Verso la fine dell’epoca del “like”: le misure per limitare i danni da social

La proposta “Kids Internet Design and Safety Act (aka KIDS Act)” è diretta a proteggere i minori di 16 dal marketing manipolativo sviluppato mediante progettazione pericolose e algoritmi dannosi.

In particolare, prendendo atto che le piattaforme di social media sono sempre più popolari e integrate nella vita dei giovani, al punto che i bambini di età inferiore agli 8 anni utilizzano strumenti digitali per quasi  due ore e mezza  al giorno in media e oltre i due terzi  dei  bambini di età compresa tra 5 e 8 anni hanno il proprio tablet o smartphone e  tre genitori su dieci di bambini di età compresa tra 9 e 11 anni riferiscono che i propri figli usano TikTok, in presenza di una varietà di inedite minacce da cui discendono effetti dannosi sulla salute mentale, il citato provvedimento vieta le impostazioni di “riproduzione automatica” che portano a sessioni di visualizzazione prolungate su siti web e app per bambini e adolescenti, nonché gli avvisi push o badge che stimolano i bambini e i giovani adolescenti ad aumentare il tempo di utilizzo. Si prevede altresì di rimuovere le funzionalità dell’interfaccia, come i pulsanti “mi piace” e il conteggio dei follower, che quantificano i livelli di popolarità per bambini e adolescenti, proibendo ai siti web per bambini e adolescenti di amplificare contenuti violenti, inappropriati e pericolosi, anche mediante l’implementazione di meccanismi per consentire agli utenti di segnalare contenuti dannosi.

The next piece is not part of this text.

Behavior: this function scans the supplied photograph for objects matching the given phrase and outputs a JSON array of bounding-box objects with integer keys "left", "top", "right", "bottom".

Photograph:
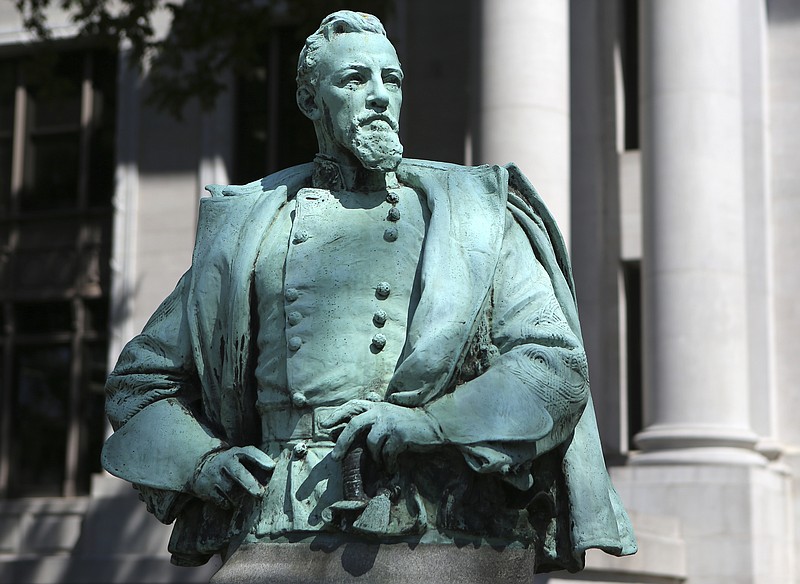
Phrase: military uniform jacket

“Febbre da like”, è ora di limitare i danni: ecco cosa fanno i social

In generale, emerge, in maniera pressoché “bipartisan”, la volontà politica di elaborare interventi di riforma per vietare l’utilizzo di questo tipo di strumenti di marketing, al punto di precludere la visualizzazione dei feedback positivi che misurano il livello di coinvolgimento dei contenuti pubblicati online: in poche parole niente più “Mi piace”, come fine dell’epoca della condivisione all’insegna di “like” che hanno a lungo determinato il successo delle piatteforme social.

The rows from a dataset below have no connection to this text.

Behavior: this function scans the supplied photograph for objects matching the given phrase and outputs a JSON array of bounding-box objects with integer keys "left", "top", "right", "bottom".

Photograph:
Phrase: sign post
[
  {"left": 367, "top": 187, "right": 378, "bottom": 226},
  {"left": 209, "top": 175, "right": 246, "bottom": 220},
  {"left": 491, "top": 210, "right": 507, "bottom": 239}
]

Le altre misure all’orizzonte

In tale prospettiva, oltre alle proposte di revisione della Sezione 230, che protegge le piattaforme online mediante un generale regime di immunità da responsabili per i contenuti dannosi pubblicati sui loro siti, è stato presentato il Justice Against Malicious Algorithms Act per contenere la diffusione di incitamento all’odio e disinformazione e il Filter Bubble Transparency Act: un disegno di legge bipartisan presentato negli scorsi mesi per imporre alle piattaforme online con oltre un milione di utenti l’obbligo di indicare se i feed sono manipolati algoritmicamente, fornendo in tal caso un feed alternativo e privo di algoritmi per evitare la formazione di “bolle di filtro” che utilizzano algoritmi “segreti” nell’organizzazione delle informazioni fornite agli utenti, prevedendo la possibilità di installare l’opzione “sparkle icon” che consente di passare da una sequenza temporale personalizzata e una cronologia puramente cronologica.

Il Children and Teens’ Online Privacy Protection Act, nell’implementare il contenuto del “Digital Marketing Bill of Rights for Minors” per rendere più sicuro l’ecosistema digitale, costituisce la versione aggiornata della “Legge sulla protezione delle informazioni sui bambini e sui giovani vulnerabili” (COPPA) che mira a estendere le misure di protezione della privacy agli utenti dai 13 ai 15 anni, vietando integralmente la pubblicità personalizzata ai bambini e agli operatori telematici di raccogliere informazioni personali. Il disegno di legge istituisce anche una divisione per la privacy e il marketing dei giovani presso la Federal Trade Commission (FTC), che avrà il compito di affrontare la privacy di bambini e minori connessa agli strumenti di marketing.